As my friends on Facebook and Twitter know only too well--because I won't shut up about it--Cosimo and I will be spending a little over a month in Rome this summer. There's no particular reason, or rather there are lots of reasons: we didn't take a proper honeymoon, both of us regret not doing study-abroad in college, we like cities, we're both half-Italian, and we both know the language a little. Five weeks isn't enough time really to count as "living abroad," but it's enough time to get to know a place and to develop some of the habits of locals. We found a lovely apartment with a huge terrace and a view of St. Peter's, in a modest middle-class neighborhood, and our plan is just to live there, as little like tourists as possible.
But this means we need to get our Italian in at least passable shape. I took an Italian-for-reading course in grad school and a basic conversational Italian class a few years ago, before my first trip to Italy; I also have years and years of French. Cosimo took one year of college-level Italian while doing his first grad degree, some fifteen years ago. In other words, we can read a newspaper and pronounce stuff, but our speaking, writing, and oral comprehension are pretty primitive.
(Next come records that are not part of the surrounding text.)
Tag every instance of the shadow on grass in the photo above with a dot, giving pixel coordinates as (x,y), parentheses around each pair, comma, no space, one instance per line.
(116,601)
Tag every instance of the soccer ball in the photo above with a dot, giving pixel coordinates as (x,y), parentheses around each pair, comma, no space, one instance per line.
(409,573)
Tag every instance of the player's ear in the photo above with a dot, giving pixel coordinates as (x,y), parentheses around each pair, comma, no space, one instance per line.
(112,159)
Thus: a grammar book, homemade flashcards, audio software, and lots of Fellini films close-captioned in Italian. I've taken to going around the house pointing to things ("lo zucchero!" "le finestre!") and making pointless declarations ("i gatti guardano gli uccelli nel giardino").
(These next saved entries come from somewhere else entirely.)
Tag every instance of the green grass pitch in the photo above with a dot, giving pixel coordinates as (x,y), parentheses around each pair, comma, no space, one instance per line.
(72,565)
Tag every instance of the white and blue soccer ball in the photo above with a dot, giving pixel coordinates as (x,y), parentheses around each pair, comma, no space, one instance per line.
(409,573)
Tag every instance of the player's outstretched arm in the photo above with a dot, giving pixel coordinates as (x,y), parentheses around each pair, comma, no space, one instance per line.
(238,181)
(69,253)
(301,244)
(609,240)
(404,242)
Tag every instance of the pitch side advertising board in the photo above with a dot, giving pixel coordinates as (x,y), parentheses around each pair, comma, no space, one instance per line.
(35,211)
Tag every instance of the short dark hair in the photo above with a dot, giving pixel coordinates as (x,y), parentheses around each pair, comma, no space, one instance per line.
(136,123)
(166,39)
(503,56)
My Italian will likely never be very good. But I'm reminded of how fun it was learning a foreign language in high school and college--all those games and skits and a general embracing of a more child-like relationship to language. I'm sure I'll feel differently once I'm actually in Rome and struggling to make myself understood, but there's also something freeing about being so limited in the things one can say. Not speaking a language well means you have a license, at least for a little while, to make shit up, cobbling together crazy circumlocutions and experiencing the kind of manic, creative freedom that otherwise only comes from speaking a language very well indeed.